地方発26歳女性プロゲーマーの素顔 (下)「鉄拳」は人生 (2/4ページ)

取材に応じるたぬかな選手
取材に応じるたぬかな選手【拡大】

  • 笑顔で取材に応じるたぬかな選手
  • ゲームを抱えるたぬかな選手
  • 「eスポーツの裾野を広げたい」と話すたぬかな選手

 たぬかな 平成28年11月に、大阪のプロeスポーツチーム「CYCLOPS athlete gaming」が、インターネット上で鉄拳のプロゲーマーを1人募集していました。就職後も鉄拳だけは続けていて、21歳のころには徳島県内ナンバーワンになっていました。「道場破り」のような形で香川や和歌山などのゲーセンに通って対戦を重ねていたので、自信もありました。ただ、アパレルショップを辞めるつもりはなくて、兼業でやれればと思っていたところ、固定給が出ることを知り、「毎日鉄拳をしてお金がもらえる!」と挑戦することにしました。

 --プロ契約に、周囲の反応はいかがでした

 たぬかな 親は猛反対。父親からは「プロになっても半年もたたずに帰ってくる」といわれました。でも人生は一度きりですし、「半年だけ」と反対を押し切って、23歳で大阪に出てプロ生活を始めました。

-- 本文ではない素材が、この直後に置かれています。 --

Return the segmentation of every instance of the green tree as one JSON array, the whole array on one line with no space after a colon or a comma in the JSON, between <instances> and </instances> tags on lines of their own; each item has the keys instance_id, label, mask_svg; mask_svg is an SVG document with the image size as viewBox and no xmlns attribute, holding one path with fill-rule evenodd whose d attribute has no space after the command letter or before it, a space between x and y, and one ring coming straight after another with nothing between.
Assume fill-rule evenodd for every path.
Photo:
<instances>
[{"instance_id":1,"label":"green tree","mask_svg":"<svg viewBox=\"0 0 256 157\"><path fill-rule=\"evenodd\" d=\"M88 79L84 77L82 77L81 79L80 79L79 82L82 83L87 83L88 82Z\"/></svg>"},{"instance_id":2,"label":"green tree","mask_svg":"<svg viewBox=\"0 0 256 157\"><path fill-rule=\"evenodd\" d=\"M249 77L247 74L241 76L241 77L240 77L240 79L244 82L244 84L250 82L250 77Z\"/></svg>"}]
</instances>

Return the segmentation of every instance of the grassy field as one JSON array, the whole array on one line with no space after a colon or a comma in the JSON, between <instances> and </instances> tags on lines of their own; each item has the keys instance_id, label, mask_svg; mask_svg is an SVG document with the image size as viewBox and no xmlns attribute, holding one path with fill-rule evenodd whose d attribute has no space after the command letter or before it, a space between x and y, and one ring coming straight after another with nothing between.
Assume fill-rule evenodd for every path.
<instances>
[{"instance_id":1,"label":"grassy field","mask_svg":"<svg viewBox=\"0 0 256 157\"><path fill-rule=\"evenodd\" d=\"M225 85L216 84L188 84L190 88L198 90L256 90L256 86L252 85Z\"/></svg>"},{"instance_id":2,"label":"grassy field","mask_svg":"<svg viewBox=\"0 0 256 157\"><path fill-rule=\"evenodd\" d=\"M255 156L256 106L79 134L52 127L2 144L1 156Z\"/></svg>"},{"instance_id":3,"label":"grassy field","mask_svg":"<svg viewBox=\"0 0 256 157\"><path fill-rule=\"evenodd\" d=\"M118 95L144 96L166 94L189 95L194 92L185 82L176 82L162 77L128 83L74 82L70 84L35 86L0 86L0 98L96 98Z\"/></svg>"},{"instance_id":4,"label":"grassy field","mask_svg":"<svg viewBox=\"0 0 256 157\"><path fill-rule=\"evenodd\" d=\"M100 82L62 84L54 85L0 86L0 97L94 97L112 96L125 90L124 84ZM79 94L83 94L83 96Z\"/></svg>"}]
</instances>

 --好きなことを仕事にしたことで、変化はありましたか

 たぬかな 心から好きだった鉄拳を、初めてやりたくないと思った時期がありました。アマチュア時代と違い、「負けるのが怖い」と感じるようになったからです。飲料メーカー「レッドブル」と女性ゲーマーとして初のスポンサー契約を結んでから、その思いはより強くなりました。大会に出れば「勝って当然」という周囲の空気を感じましたし、スポンサーやチームから給料をいただいている以上、結果が求められます。プレッシャーから大会では緊張で手が震え、普段通りのプレーができずに格下相手に負けることもあって。すごく落ち込みましたし、プロとして期待通りの結果を出すことの難しさを痛感しました。